Does that mean you can successfully open("/nonexistent", mode); write() to it over and over again and only the commit() fails?

> handle = create(path, mode, permissions)
>  - mode=fail-if-exists: commit() fails if file already exists
>  - mode=replace-if-exists: commit() replaces file if it already exists

> ret = pread(handle, buf, size, offset)
>  - just like pread(), [...]
Hm, pread() works like pread()? What do I misunderstand?

> ret = try_lock(handle)
>  - this isn't an asynchronous operation! it assumes that locking state
> is kept in memory, so that the operation will be fast.
So does this only lock against the same process or how is locking state supposed to be in memory?

> if backend doesn't support locking or it's slow, single-dbox should be
>  used (instead of multi-dbox), because it doesn't need locking.
>  - returns success or "already locked"
And if the backend doesn't support locking?

> Async input streams' read() would work exactly as file_istream works for
> non-blocking sockets: It would return data that is already buffered in
> memory.

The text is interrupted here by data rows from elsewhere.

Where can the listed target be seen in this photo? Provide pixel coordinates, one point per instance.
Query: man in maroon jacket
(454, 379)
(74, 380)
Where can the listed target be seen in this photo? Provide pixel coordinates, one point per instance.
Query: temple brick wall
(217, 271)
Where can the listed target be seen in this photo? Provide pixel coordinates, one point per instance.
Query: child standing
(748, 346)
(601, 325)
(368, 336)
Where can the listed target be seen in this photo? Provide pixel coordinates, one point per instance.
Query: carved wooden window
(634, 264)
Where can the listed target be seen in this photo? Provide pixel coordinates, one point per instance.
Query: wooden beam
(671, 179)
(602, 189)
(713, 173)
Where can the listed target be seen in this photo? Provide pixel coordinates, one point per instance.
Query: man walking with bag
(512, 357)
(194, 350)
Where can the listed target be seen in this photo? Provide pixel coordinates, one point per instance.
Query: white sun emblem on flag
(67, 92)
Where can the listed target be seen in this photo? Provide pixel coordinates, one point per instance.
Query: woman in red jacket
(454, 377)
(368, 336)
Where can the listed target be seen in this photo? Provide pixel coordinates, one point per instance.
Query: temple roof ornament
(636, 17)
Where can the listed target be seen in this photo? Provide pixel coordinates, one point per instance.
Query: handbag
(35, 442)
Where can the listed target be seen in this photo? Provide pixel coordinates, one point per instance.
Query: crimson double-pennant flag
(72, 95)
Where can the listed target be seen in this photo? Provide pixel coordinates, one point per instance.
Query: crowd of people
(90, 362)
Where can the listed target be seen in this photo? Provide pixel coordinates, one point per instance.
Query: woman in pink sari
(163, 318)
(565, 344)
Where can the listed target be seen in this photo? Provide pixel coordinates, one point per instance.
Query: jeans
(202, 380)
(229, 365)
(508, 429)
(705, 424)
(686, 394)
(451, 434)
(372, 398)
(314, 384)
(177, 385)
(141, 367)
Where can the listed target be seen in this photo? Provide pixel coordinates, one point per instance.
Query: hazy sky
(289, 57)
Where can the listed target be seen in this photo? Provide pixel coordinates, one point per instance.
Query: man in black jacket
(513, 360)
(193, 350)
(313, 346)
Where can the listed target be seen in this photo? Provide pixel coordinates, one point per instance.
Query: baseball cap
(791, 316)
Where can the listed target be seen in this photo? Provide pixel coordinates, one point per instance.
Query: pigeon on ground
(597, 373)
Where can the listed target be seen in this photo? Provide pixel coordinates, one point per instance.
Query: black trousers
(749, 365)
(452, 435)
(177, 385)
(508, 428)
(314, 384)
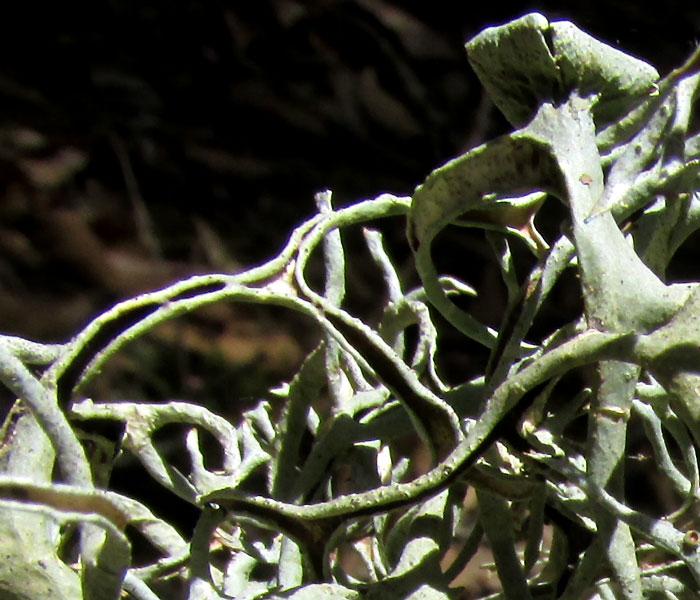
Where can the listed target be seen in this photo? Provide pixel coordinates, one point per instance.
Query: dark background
(141, 142)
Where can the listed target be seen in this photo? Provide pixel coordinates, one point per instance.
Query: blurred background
(141, 142)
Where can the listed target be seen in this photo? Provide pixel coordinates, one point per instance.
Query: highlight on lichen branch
(371, 473)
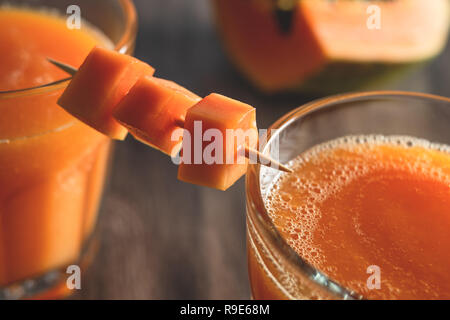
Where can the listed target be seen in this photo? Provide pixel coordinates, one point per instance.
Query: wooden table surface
(164, 239)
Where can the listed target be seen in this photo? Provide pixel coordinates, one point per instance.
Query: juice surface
(27, 38)
(361, 201)
(52, 166)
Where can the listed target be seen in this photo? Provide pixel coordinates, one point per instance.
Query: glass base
(51, 285)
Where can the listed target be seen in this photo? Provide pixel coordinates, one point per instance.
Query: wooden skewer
(249, 152)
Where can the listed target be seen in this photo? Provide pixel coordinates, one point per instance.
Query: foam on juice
(350, 202)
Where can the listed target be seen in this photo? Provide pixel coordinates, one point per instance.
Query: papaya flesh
(103, 79)
(153, 110)
(330, 47)
(221, 114)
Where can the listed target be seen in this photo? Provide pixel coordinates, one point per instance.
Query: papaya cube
(103, 79)
(153, 110)
(217, 130)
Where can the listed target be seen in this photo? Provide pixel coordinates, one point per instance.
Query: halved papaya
(103, 79)
(217, 130)
(330, 47)
(153, 110)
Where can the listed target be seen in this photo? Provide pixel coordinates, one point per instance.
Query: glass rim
(252, 181)
(121, 46)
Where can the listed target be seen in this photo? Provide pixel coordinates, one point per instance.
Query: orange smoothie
(367, 201)
(52, 167)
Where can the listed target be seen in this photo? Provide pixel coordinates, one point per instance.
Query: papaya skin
(329, 48)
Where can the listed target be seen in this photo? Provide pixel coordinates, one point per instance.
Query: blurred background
(164, 239)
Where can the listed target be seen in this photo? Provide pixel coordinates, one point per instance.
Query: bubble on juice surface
(326, 168)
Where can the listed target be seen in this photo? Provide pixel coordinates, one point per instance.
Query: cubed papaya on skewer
(103, 79)
(217, 131)
(153, 110)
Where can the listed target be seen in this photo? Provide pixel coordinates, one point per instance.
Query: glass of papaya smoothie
(52, 166)
(366, 213)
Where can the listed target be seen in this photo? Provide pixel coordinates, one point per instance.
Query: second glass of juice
(52, 166)
(366, 212)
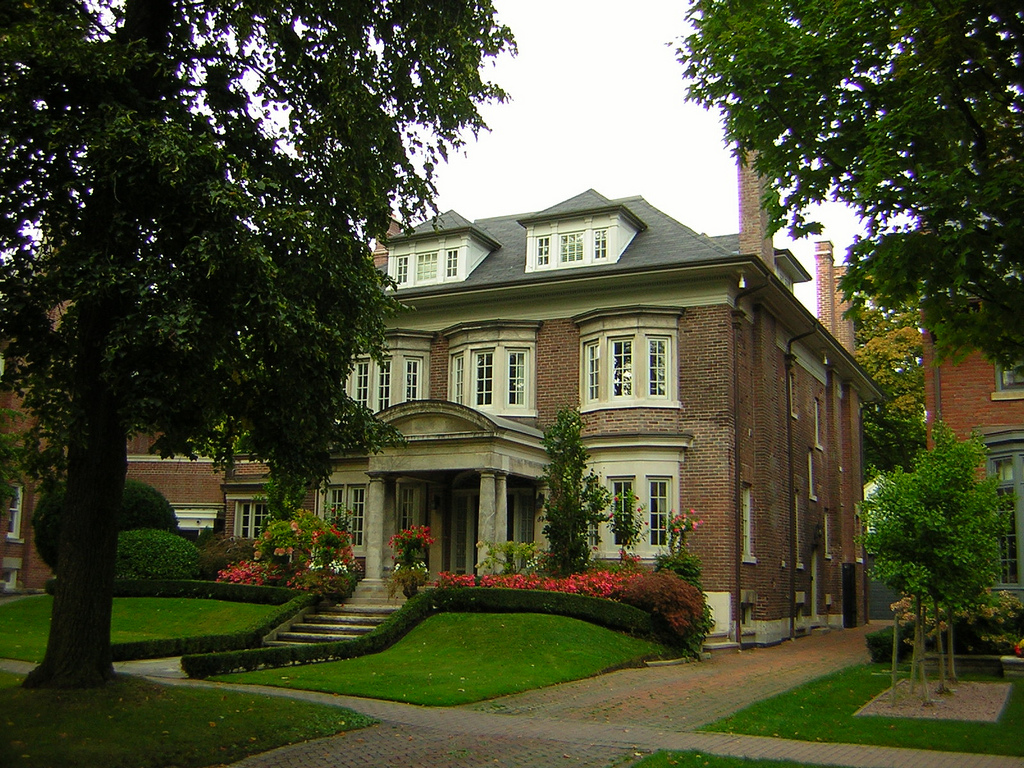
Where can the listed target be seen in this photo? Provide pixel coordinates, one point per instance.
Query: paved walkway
(611, 720)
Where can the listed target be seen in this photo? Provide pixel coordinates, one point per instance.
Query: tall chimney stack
(753, 217)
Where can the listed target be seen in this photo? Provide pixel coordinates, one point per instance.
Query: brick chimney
(380, 250)
(832, 307)
(753, 217)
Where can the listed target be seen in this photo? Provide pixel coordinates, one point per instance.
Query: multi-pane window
(570, 247)
(412, 379)
(363, 383)
(384, 385)
(1009, 557)
(592, 355)
(426, 267)
(407, 507)
(484, 378)
(459, 379)
(543, 251)
(517, 378)
(657, 505)
(747, 521)
(252, 515)
(621, 488)
(349, 502)
(622, 368)
(657, 368)
(14, 512)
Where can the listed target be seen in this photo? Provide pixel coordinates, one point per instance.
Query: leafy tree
(910, 113)
(577, 499)
(185, 201)
(934, 532)
(890, 346)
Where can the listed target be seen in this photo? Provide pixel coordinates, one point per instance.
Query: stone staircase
(368, 607)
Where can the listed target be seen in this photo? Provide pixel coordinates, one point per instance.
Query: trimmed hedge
(603, 612)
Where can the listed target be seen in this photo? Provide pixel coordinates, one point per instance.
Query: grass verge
(822, 711)
(454, 658)
(133, 723)
(25, 624)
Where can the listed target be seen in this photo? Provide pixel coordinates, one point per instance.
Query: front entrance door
(462, 531)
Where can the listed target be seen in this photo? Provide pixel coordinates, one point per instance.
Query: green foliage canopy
(186, 198)
(910, 113)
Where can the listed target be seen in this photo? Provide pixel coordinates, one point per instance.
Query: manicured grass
(133, 723)
(822, 711)
(699, 760)
(454, 658)
(25, 624)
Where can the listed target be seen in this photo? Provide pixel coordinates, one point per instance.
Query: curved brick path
(610, 720)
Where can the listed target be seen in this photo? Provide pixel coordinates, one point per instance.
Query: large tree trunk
(78, 652)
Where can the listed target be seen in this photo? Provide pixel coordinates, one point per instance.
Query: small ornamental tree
(576, 501)
(935, 532)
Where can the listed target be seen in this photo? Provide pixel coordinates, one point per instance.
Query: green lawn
(454, 658)
(822, 711)
(136, 724)
(25, 624)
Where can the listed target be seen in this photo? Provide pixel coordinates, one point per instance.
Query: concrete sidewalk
(610, 720)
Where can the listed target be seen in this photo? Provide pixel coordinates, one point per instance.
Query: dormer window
(543, 251)
(570, 247)
(426, 267)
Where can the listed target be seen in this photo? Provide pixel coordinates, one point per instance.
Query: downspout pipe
(737, 314)
(790, 358)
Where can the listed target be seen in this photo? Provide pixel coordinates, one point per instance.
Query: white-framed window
(483, 378)
(570, 247)
(250, 517)
(592, 355)
(361, 394)
(543, 251)
(351, 502)
(657, 507)
(384, 384)
(622, 368)
(459, 379)
(412, 379)
(426, 267)
(628, 358)
(401, 269)
(14, 506)
(600, 244)
(747, 521)
(657, 367)
(811, 479)
(517, 377)
(817, 425)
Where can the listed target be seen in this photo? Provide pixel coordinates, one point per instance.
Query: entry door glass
(463, 552)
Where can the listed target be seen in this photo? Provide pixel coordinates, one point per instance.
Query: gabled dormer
(443, 250)
(584, 230)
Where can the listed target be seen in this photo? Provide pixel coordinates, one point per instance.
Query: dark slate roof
(662, 242)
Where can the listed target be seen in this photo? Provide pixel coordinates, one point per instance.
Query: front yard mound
(979, 702)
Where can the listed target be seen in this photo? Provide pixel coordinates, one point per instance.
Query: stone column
(375, 528)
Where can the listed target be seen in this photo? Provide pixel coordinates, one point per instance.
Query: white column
(375, 528)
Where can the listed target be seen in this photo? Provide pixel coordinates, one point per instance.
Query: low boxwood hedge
(603, 612)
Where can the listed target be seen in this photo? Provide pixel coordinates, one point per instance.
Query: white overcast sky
(597, 100)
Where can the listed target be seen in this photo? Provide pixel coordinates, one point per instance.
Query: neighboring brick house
(976, 395)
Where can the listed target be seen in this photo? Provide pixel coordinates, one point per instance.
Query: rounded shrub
(147, 553)
(141, 507)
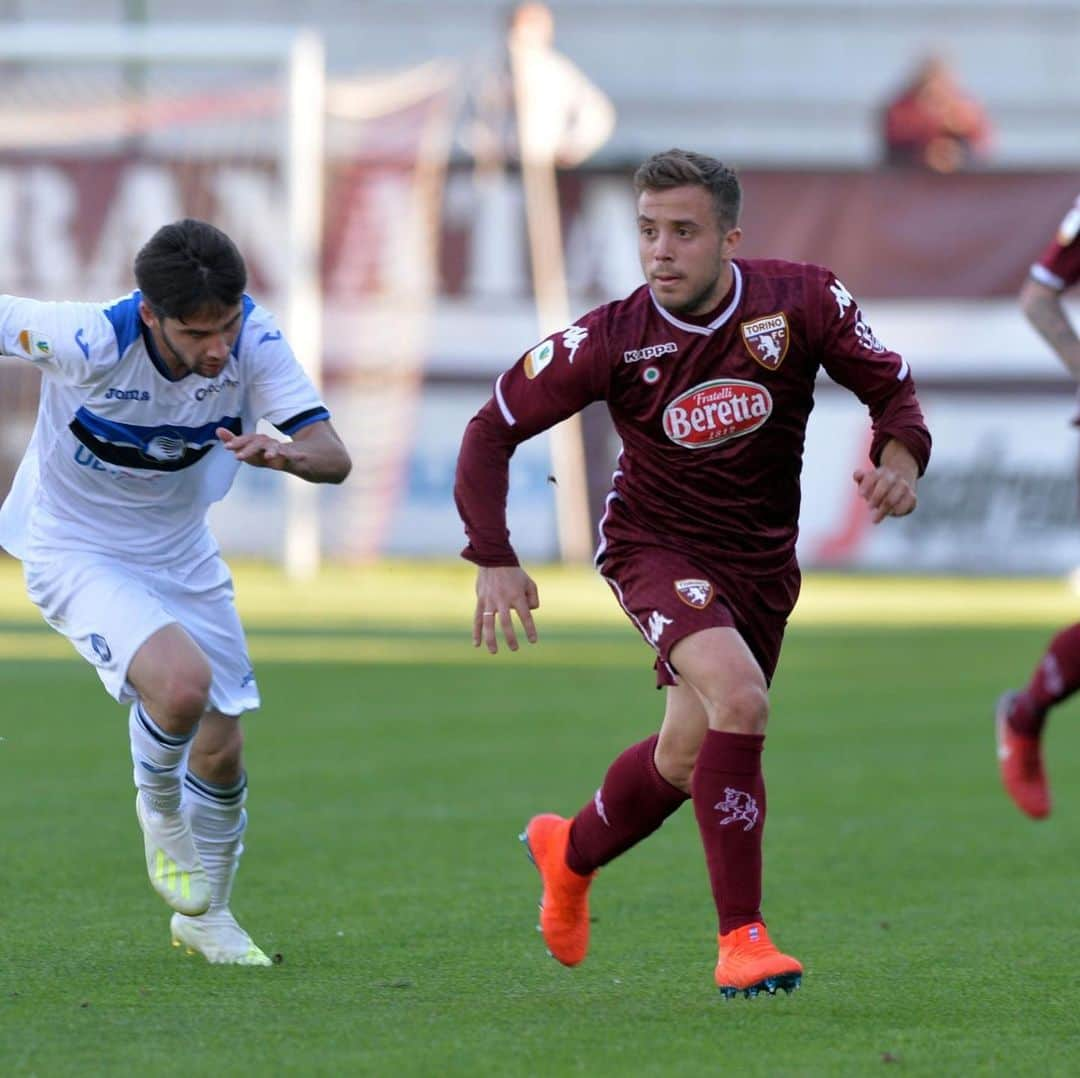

If there's nothing, it returns EAGAIN. The FS API's
> set_input_callback() can be used to set a callback function that is
> called whenever there's more data available in the buffer.
I don't understand what triggers that reading into memory. Is that supposed to happen automaticly in the background or has it to be initiated by the program?

>  * POSIX AIO isn't supported by Linux kernel. And even if it was, it
> only supports async reads/writes, not async open().
Doesn't help you, but NetBSD 5 does support Posix AIO, I think.